Maka dari itu, yang seharusnya diambil semangatnya adalah semangat pendidikan, semangat terhadap pelaksanaan tugas dan kodrat sebagai perempuan. Bukan lantas kebaya dan sanggul. Kebetulan saja, Kartini adalah orang Jawa yang berkebaya dan bersanggul. Kalau orang yang bernasib seperti RA Kartini adalah orang Minangkabau tentu dia akan memakai baju adat Minang. Jika dia adalah orang Madura, dia pasti memakai kebaya dengan warna cerah diikat degan pusar kelihatan, rambut diikat tanpa sanggul, dan kain jarit (kain batik) dipakai agak cingkrang di bawah lutut.

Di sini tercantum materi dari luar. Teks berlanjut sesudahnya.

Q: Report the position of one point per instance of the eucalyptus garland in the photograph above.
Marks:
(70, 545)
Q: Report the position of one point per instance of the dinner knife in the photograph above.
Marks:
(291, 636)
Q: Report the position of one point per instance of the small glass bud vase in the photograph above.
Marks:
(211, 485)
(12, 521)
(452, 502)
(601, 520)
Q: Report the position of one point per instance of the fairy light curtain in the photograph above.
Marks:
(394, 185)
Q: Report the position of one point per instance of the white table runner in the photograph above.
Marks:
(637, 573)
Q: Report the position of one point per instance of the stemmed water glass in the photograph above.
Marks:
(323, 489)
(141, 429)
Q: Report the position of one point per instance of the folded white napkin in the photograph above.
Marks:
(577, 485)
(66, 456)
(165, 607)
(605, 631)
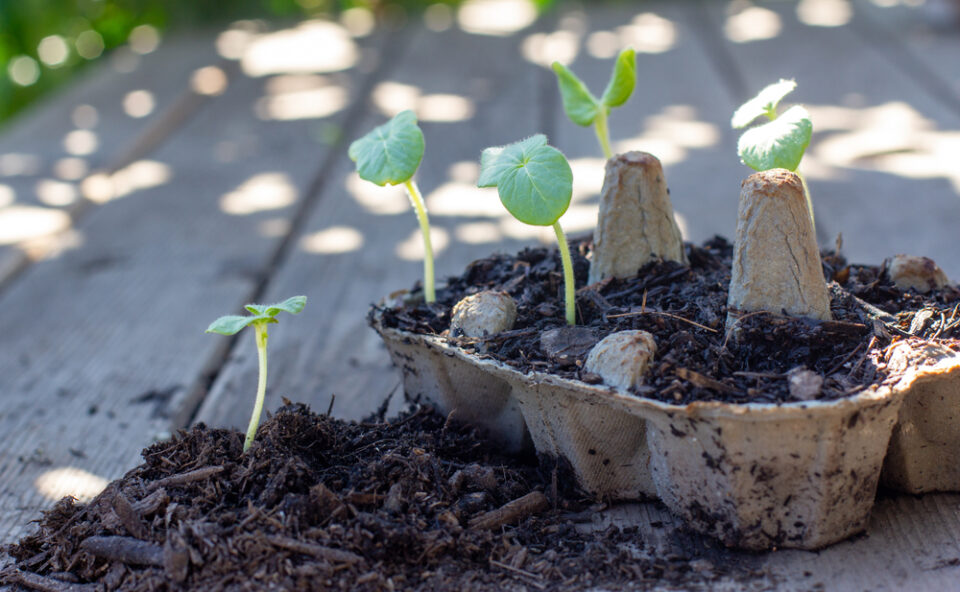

Yuk meresapi peringatan  Hari Kartini tidak lagi sebatas seremoni. Harus bisa meresapi dalam hati, untuk bisa dilaksanakan dan menjadi jati diri. Lebih khusus kepada seluruh wanita Indonesia jadilah Kartini dan Perempuan Indonesia seutuhnya. Perempuan Aceh tak perlu berkebaya dan bersanggul untuk meneladani Kartini, begitu juga dengan perempuan dari Papua.

Lihat juga cara menggambar foto wajah RA Kartini


Selamat Hari Kartini, salam !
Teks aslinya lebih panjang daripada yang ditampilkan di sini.